No mo’ mo-mo?
Even as the S&P 500 index trades at a fresh 100-day high, the ratio of the S&P 500 Momentum Index to the S&P itself is struggling, and just hit a 30-day low.
This divergence is like what happened last August. Longer-term, failing momentum wasn’t a consistent negative, but three of the last four signals did lead to a decline in stocks.
A quality 70 days
Some momentum stocks might be faltering, but the price behavior of the major indexes has been pristine. The most benchmarked index in the world has now gone 70 days from its low, and based on similar rallies, it’s due to hit a new high any day now.
It’s also been a good sign when the index has suffered so few 1% down days, and so many gaps up at the opening of trading.
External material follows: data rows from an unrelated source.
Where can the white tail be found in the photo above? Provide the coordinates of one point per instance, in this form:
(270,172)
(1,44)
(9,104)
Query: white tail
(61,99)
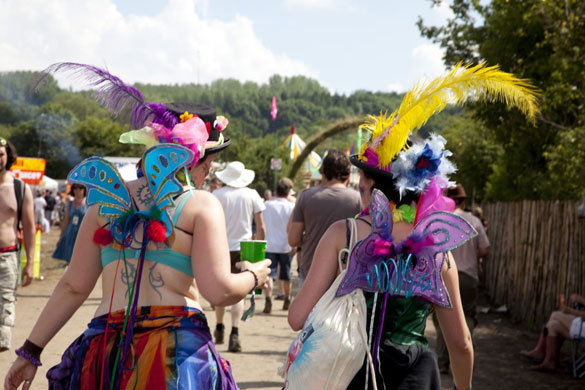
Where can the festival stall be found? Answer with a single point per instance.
(32, 172)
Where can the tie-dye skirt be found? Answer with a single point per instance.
(171, 349)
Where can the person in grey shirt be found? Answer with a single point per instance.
(318, 207)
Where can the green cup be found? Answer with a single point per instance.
(253, 250)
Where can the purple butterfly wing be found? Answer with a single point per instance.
(448, 232)
(362, 258)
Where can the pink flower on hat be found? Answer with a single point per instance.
(191, 134)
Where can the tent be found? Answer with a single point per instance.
(125, 165)
(48, 183)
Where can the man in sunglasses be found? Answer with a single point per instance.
(16, 206)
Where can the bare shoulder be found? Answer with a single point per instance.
(203, 201)
(335, 233)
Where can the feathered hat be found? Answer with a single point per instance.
(193, 125)
(412, 164)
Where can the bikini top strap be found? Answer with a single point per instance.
(180, 206)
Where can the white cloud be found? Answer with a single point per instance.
(425, 63)
(310, 3)
(444, 10)
(176, 46)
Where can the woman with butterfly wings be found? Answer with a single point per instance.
(401, 261)
(158, 245)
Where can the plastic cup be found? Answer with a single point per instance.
(253, 250)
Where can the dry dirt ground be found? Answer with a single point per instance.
(265, 340)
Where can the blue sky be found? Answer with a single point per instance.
(345, 44)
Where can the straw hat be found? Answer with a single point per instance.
(236, 175)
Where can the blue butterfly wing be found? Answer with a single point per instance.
(362, 258)
(160, 164)
(105, 186)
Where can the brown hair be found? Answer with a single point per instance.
(335, 165)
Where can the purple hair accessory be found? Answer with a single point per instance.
(409, 268)
(373, 160)
(114, 94)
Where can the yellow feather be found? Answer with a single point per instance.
(480, 82)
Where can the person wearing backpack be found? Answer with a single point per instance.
(399, 266)
(16, 206)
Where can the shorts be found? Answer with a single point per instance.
(577, 329)
(282, 259)
(235, 258)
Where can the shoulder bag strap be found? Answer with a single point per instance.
(352, 239)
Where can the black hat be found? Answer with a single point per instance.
(372, 170)
(216, 142)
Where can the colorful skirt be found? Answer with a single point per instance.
(171, 349)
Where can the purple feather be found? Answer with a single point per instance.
(117, 96)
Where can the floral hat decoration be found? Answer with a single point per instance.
(413, 164)
(192, 125)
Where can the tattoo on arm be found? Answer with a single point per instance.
(156, 280)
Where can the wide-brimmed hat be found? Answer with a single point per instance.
(236, 175)
(456, 192)
(372, 170)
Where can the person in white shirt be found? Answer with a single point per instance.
(240, 206)
(276, 216)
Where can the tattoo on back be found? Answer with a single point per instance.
(128, 278)
(155, 279)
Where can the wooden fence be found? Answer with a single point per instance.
(537, 253)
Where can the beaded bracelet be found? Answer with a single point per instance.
(255, 279)
(31, 352)
(250, 311)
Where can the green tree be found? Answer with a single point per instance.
(542, 41)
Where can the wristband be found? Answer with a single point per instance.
(251, 309)
(255, 279)
(31, 352)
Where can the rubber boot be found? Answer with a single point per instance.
(551, 359)
(539, 352)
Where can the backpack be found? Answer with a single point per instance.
(330, 349)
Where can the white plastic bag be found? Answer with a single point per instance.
(331, 348)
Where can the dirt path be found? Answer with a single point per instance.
(265, 340)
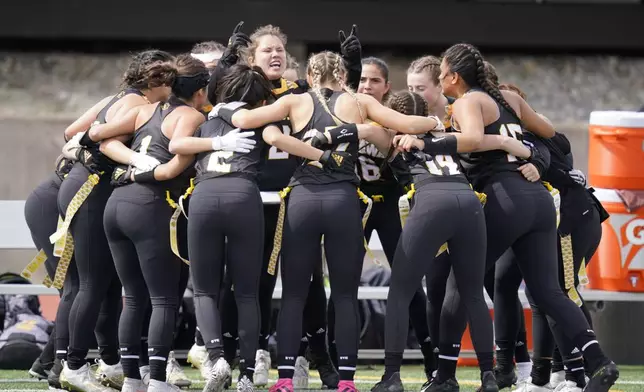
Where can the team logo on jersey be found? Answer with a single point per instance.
(337, 158)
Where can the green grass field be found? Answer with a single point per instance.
(631, 380)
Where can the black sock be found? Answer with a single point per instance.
(247, 368)
(347, 366)
(199, 338)
(541, 368)
(593, 354)
(429, 360)
(393, 361)
(447, 361)
(486, 362)
(505, 356)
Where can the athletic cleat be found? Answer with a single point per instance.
(40, 370)
(133, 385)
(245, 385)
(283, 385)
(110, 375)
(557, 378)
(393, 384)
(347, 386)
(505, 380)
(322, 362)
(175, 374)
(158, 386)
(145, 374)
(197, 356)
(301, 373)
(567, 386)
(528, 386)
(217, 377)
(450, 385)
(603, 378)
(488, 382)
(54, 375)
(262, 366)
(523, 371)
(81, 380)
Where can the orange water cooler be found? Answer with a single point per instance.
(616, 163)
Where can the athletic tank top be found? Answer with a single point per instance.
(481, 166)
(150, 140)
(434, 168)
(211, 164)
(277, 165)
(308, 173)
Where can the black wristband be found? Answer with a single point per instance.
(145, 177)
(86, 141)
(346, 133)
(444, 145)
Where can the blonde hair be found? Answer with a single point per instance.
(328, 67)
(261, 32)
(429, 64)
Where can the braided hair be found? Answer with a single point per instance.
(408, 103)
(467, 61)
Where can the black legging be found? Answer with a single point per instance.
(97, 275)
(521, 215)
(331, 210)
(137, 226)
(443, 211)
(227, 208)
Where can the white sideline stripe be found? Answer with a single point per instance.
(314, 380)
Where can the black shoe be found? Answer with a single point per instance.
(322, 362)
(603, 378)
(54, 376)
(40, 370)
(505, 380)
(393, 384)
(488, 383)
(450, 385)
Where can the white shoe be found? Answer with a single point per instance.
(528, 386)
(557, 378)
(81, 380)
(133, 385)
(145, 374)
(568, 386)
(245, 385)
(197, 356)
(217, 376)
(110, 375)
(175, 374)
(523, 371)
(262, 366)
(301, 374)
(158, 386)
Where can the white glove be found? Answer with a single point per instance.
(578, 176)
(70, 149)
(143, 163)
(234, 141)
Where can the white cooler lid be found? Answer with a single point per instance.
(617, 118)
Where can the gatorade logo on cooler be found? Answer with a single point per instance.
(630, 234)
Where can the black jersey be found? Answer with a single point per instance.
(426, 167)
(277, 165)
(150, 140)
(311, 172)
(481, 166)
(213, 164)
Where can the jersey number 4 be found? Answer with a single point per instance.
(273, 152)
(443, 165)
(514, 131)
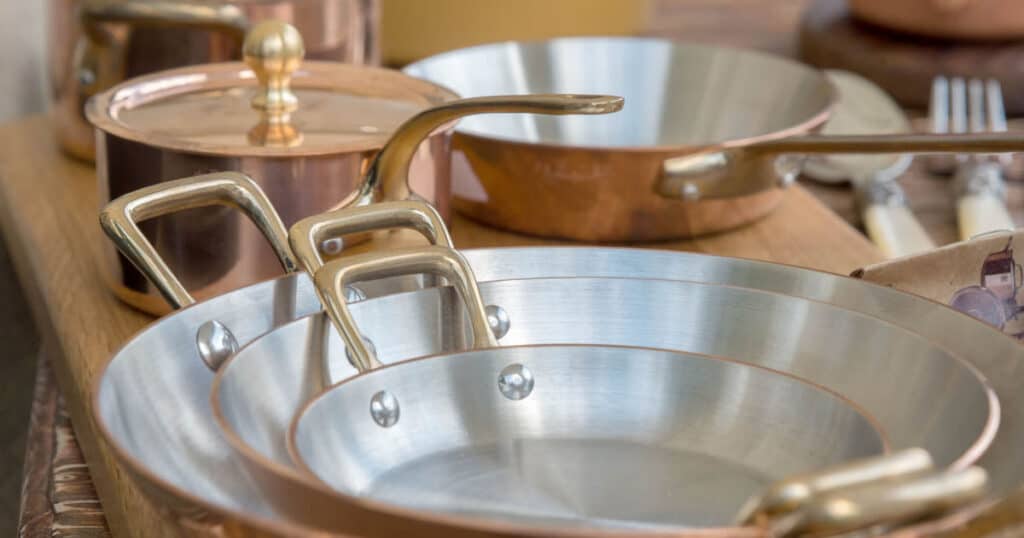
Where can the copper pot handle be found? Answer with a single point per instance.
(333, 278)
(119, 219)
(306, 236)
(387, 176)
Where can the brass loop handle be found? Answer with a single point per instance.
(889, 504)
(793, 493)
(119, 219)
(225, 17)
(889, 490)
(306, 236)
(387, 176)
(333, 277)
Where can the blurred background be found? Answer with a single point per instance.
(23, 91)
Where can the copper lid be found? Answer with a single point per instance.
(268, 107)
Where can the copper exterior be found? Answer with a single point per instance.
(582, 194)
(333, 30)
(215, 250)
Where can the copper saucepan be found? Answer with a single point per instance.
(308, 145)
(99, 43)
(600, 178)
(304, 132)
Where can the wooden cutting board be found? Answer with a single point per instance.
(904, 66)
(48, 209)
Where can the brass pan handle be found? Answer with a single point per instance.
(888, 503)
(791, 494)
(230, 189)
(387, 176)
(888, 490)
(332, 279)
(307, 235)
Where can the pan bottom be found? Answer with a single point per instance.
(574, 483)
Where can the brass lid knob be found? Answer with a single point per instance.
(273, 50)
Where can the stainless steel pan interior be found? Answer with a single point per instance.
(786, 333)
(174, 447)
(764, 328)
(605, 438)
(544, 460)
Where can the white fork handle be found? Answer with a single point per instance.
(981, 213)
(895, 231)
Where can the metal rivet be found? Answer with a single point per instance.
(689, 192)
(86, 77)
(370, 345)
(215, 343)
(332, 246)
(353, 294)
(498, 319)
(384, 409)
(787, 168)
(515, 381)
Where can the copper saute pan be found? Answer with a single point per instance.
(97, 44)
(600, 178)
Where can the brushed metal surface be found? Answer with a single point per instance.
(839, 348)
(162, 426)
(677, 94)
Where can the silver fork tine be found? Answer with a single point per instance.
(938, 108)
(938, 112)
(957, 90)
(976, 105)
(958, 106)
(996, 115)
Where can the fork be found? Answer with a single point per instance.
(979, 180)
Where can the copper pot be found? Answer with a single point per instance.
(304, 133)
(99, 43)
(945, 18)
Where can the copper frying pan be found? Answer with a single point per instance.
(734, 123)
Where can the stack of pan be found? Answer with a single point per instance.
(549, 391)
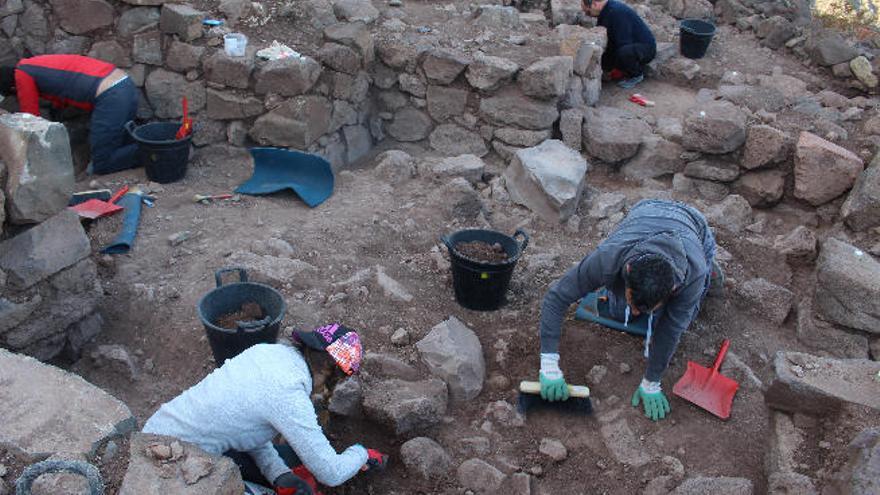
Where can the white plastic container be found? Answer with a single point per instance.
(235, 44)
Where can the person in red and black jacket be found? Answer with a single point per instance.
(85, 83)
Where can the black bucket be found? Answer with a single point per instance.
(695, 37)
(225, 299)
(479, 285)
(163, 157)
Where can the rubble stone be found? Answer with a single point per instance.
(548, 179)
(452, 351)
(823, 170)
(39, 167)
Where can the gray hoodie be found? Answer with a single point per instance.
(674, 230)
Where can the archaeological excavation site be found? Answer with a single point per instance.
(518, 247)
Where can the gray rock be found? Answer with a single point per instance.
(229, 71)
(405, 407)
(762, 189)
(224, 105)
(480, 476)
(828, 47)
(548, 179)
(442, 66)
(516, 110)
(35, 395)
(546, 78)
(165, 90)
(470, 167)
(183, 57)
(848, 289)
(613, 135)
(453, 352)
(765, 145)
(823, 170)
(861, 210)
(289, 76)
(732, 214)
(355, 11)
(112, 52)
(410, 124)
(82, 16)
(182, 20)
(716, 128)
(347, 397)
(657, 157)
(766, 299)
(425, 458)
(191, 472)
(136, 20)
(444, 102)
(812, 385)
(702, 485)
(298, 123)
(39, 167)
(452, 140)
(147, 48)
(340, 58)
(488, 73)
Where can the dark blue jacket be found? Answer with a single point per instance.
(624, 26)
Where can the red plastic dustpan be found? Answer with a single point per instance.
(707, 388)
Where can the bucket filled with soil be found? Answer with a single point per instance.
(482, 265)
(239, 315)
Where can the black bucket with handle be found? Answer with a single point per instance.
(226, 343)
(480, 285)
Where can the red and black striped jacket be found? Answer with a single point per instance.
(63, 80)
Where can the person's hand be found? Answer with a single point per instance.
(376, 461)
(655, 403)
(553, 386)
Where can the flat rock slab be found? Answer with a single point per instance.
(47, 410)
(815, 385)
(161, 465)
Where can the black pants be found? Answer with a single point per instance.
(112, 149)
(631, 59)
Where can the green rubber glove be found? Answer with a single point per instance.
(553, 386)
(651, 396)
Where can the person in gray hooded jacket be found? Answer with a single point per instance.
(658, 261)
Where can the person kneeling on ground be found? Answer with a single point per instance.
(240, 407)
(631, 45)
(85, 83)
(658, 261)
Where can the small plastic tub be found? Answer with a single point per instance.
(235, 44)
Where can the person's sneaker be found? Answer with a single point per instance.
(631, 82)
(716, 280)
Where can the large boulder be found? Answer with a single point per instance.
(823, 170)
(802, 383)
(47, 410)
(297, 123)
(406, 407)
(452, 351)
(613, 135)
(716, 127)
(514, 109)
(160, 465)
(39, 167)
(848, 288)
(861, 210)
(548, 179)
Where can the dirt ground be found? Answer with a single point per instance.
(151, 296)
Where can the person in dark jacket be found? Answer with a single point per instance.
(85, 83)
(631, 45)
(658, 261)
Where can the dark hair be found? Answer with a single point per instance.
(651, 279)
(7, 79)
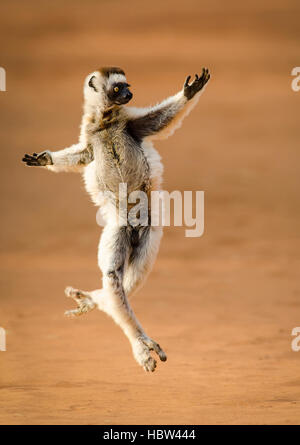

The latest Commitments of Traders report was released, covering positions through Tuesday
The 3-Year Min/Max Screen shows a few new extremes this week, with hedgers establishing multi-year extreme shorts in cattle, 5-year Treasuries, and hogs. In most other contracts, they made only minor adjustments, including in stock index futures.
A new trend
The MSCI Mexico Index closed above its 200-days for the first time in six months on Friday. Other times it went this long before ending a downtrend, it added to gains over the next month 5 out of 6 times averaging 4.6% (the sole loser was -0.7%).